La maison d’édition Le Tripode publie généralement des livres de littérature, essais… Elle se définit comme maison de littérature, d’Art et d’ovnis. Les œuvres de Charlotte Monsarrat font partie de ses ovnis. Uniques, elles font réagir et étonnent, détonnent. Mêlant des univers dystopiques et imaginaires qui se fondent tristement dans la réalité, l’autrice remet en question les maux les plus profonds des espèces et des industries. Avec une forte attache aux problématiques écologiques, elle signe un deuxième roman qui s’imprègne de forêt, de champ et de prairies.
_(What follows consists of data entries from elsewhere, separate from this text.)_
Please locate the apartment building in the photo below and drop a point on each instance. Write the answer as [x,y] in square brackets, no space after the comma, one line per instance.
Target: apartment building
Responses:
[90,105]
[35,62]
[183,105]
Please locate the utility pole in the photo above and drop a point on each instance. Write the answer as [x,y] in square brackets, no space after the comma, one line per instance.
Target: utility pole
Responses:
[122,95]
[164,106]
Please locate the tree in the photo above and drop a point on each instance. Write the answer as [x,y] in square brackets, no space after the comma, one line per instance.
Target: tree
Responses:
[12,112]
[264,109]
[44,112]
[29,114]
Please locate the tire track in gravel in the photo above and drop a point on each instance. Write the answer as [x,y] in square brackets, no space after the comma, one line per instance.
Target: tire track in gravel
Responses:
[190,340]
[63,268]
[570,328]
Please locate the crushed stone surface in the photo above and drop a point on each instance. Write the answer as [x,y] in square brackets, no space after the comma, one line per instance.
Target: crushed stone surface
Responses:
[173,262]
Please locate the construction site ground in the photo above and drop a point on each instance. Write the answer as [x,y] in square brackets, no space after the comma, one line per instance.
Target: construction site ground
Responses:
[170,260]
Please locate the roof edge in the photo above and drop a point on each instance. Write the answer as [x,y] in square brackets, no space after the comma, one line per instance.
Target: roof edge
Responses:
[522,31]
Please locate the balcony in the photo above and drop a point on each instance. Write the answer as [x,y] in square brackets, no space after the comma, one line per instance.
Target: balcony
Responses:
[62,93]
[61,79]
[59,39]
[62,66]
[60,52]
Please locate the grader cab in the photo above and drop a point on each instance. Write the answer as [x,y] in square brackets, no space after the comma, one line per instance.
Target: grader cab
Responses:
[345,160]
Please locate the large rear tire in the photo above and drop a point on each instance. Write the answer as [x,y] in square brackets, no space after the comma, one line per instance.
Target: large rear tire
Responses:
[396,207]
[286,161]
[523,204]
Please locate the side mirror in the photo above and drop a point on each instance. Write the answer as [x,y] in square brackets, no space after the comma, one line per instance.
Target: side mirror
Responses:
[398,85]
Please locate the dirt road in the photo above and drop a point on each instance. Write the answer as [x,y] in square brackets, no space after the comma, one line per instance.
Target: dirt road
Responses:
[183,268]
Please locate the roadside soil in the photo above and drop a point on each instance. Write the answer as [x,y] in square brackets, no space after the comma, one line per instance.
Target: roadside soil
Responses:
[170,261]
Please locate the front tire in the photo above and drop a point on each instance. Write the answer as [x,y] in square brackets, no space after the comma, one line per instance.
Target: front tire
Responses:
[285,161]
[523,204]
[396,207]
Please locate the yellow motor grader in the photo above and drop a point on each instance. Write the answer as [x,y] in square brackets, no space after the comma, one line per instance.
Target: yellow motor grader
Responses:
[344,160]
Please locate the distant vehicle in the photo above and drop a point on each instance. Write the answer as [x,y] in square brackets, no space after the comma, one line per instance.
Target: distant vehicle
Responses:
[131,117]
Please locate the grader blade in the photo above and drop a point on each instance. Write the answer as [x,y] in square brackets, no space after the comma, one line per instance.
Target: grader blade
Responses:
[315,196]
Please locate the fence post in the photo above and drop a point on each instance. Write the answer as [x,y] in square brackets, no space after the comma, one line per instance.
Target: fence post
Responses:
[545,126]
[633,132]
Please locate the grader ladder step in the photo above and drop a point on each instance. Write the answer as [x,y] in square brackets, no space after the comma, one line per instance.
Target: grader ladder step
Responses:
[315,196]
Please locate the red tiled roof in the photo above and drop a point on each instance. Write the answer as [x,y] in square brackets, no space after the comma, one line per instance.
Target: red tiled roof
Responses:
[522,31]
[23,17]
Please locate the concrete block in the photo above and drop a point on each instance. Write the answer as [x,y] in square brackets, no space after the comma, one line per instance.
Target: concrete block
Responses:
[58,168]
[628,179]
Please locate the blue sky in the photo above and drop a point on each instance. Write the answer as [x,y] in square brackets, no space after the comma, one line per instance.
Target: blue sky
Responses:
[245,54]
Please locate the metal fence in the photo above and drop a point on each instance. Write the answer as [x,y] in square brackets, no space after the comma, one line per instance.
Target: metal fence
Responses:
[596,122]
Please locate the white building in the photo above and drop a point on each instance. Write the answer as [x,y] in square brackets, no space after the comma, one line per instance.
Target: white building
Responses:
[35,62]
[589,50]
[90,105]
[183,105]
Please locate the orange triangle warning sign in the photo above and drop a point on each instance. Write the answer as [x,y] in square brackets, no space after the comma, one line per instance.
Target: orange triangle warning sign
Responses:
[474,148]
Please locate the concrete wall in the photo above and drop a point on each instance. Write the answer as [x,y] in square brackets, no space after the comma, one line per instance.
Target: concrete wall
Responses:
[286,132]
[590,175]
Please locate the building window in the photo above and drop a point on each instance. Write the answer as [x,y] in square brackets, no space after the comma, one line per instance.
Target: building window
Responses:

Sève est née dans une entité autoritaire de la forêt, le Roncier, elle grandit avec sa sœur Duramen dans un monde de femmes qui ne peuvent qu’enfanter. Les Mères élèvent leurs filles pour qu’elles deviennent Mère à leur tour, on ne sait pas ce que deviennent les garçons. Un jour, les sœurs tentent de s’échapper mais Duramen est retenue par le Roncier et Sève se retrouve seule. À travers ses rencontres, elle garde le cap de libérer sa sœur.
Un monde imaginaire imprégné de nature
Le Livre de Sève est inspiré de la forêt qui entoure la maison de l’autrice, dans la Creuse. Du constat que la nature fait partie intégrale de sa vie et qu’elle doit coopérer avec elle, elle tire cette même conséquence dans son écrit. Dans un monde qui nous plonge dans un Princesse Mononoké français, Sève ne fait littéralement qu’une avec la nature et les arbres. Fille-écorce, les épines qui couvrent sa peau sont comme le reflet d’une nature qui nous habite tous et qui prend son pouvoir quoi qu’il arrive. Sève est comme la nature. Elle vient comme elle est et ne demande pas à être acceptée. Elle vit, c’est tout. Dans son périple pour sauver sa sœur, elle se façonne grâce à ses rencontres mais ne change pas d’objectif.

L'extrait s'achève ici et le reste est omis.